L’émotion face à une douleur est un processus plus complexe qu’une simple réaction à un stimulus négatif. « La douleur est un état affectif ; une réponse émotionnelle générée par des circuits cérébraux centraux complexes en réponse à une entrée sensorielle signalant une lésion tissulaire », explique Robyn Crook, neurobiologiste à l’origine d’une étude parue dans iScience, fin février 2021.
Son travail se penche sur les céphalopodes (mollusques dont la tête est prolongée de tentacules), et plus particulièrement les poulpes : ressentent-ils la douleur seulement physiquement, comme la réponse à un simple stimulus, ou cette douleur déclenche-t-elle un état affectif négatif ?
Renouveler notre rapport humain aux céphalopodes
Sur le site de son laboratoire (le Crook Laboratory), Robyn Crook reconnait que les travaux visant à identifier des états émotionnels chez les céphalopodes sont soumis à controverse, en raison de leurs cerveaux très complexes et qui ne sont pas encore pleinement compris. Mais il estime que ce type de recherche est pourtant bien cruciale : « Connaitre la réponse à cette question est plus qu’une simple curiosité scientifique ; elle est essentielle pour faire progresser les initiatives visant à traiter les céphalopodes de manière plus humaine, quel que soit le contexte dans lequel ils rencontrent l’être humain — dans les laboratoires de recherche, mais aussi dans les zoos, les aquariums et les pêcheries. »
Cette étude mobilise et réadapte un test déjà connu et admis scientifiquement sur les rongeurs visant à approfondir leur composante affective — la façon dont tel ou tel événement génère un état émotionnel complet. Pour le dire simplement, il s’agit de relier des comportements typiques associés à la douleur affective avec certaines formes d’activité cérébrale reconnaissant la douleur.

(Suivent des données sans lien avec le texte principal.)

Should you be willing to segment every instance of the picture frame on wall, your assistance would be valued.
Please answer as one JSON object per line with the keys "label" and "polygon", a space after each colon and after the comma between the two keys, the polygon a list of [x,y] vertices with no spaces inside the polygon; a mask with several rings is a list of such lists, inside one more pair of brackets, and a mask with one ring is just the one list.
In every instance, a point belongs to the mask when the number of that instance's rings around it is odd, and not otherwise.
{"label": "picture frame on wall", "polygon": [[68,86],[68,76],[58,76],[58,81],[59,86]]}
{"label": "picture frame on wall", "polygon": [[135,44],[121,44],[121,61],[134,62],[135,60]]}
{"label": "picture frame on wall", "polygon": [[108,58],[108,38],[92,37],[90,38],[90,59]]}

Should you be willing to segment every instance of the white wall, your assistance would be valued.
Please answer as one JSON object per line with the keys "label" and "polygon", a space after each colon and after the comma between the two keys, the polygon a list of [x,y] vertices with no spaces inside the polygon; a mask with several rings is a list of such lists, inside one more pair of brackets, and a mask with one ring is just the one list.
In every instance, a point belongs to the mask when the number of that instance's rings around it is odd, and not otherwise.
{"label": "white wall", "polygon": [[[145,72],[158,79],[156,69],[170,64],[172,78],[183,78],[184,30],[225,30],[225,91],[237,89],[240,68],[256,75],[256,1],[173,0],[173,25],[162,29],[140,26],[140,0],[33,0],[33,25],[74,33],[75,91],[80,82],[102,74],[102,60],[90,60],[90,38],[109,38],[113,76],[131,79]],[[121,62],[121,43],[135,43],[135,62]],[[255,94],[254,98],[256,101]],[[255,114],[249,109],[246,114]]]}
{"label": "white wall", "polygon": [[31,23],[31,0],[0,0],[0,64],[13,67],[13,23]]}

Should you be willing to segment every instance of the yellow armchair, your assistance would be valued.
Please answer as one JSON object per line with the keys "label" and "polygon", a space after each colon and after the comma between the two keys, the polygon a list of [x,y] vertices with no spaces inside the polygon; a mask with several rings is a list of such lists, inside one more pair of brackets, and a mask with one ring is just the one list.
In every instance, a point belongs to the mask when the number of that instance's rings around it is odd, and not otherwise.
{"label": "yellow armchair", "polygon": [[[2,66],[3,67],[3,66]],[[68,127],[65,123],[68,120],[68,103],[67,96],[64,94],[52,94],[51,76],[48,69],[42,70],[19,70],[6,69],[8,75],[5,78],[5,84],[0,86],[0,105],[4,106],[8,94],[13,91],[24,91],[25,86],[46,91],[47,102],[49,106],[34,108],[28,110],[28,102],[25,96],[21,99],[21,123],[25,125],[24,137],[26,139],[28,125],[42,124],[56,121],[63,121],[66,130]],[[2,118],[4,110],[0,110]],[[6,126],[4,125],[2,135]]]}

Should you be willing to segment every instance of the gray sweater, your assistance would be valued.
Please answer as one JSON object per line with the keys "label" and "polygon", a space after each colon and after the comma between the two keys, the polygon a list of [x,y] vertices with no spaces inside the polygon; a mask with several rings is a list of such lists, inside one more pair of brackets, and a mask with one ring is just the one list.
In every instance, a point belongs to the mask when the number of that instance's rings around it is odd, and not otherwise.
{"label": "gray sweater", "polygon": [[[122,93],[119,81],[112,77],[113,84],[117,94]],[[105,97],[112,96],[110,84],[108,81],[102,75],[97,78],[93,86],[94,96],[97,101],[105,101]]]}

Il en résulte, d’après les conclusions, que les poulpes sont bel et bien capables de l’état affectif négatif qui caractérise l’expérience de la douleur chez les mammifères. Et un état affectif durable après le stimulus de douleur. « C’est la première preuve concluante de cette capacité chez un invertébré », écrit Robyn Crook.
Pourtant, le système nerveux des céphalopodes est bien différent des vertébrés. Mais les réponses démontrées par les poulpes sont « tellement similaires » à celles qui seraient exprimées par des mammifères éprouvant de la douleur dans la même situation, que Robyn Crook estime que l’on peut affirmer, de manière raisonnable, que « l’état interne de ces espèces est probablement lui aussi similaire ».
Cette étude rejoint en tout cas toute une série de travaux de recherche qui montrent que dans le monde animal, des espèces très différentes de la nôtre dans l’évolution peuvent se rapprocher de nous dans leur intelligence et leurs états affectifs. Notre rapport à la nature s’en voit lui aussi indéniablement changer progressivement.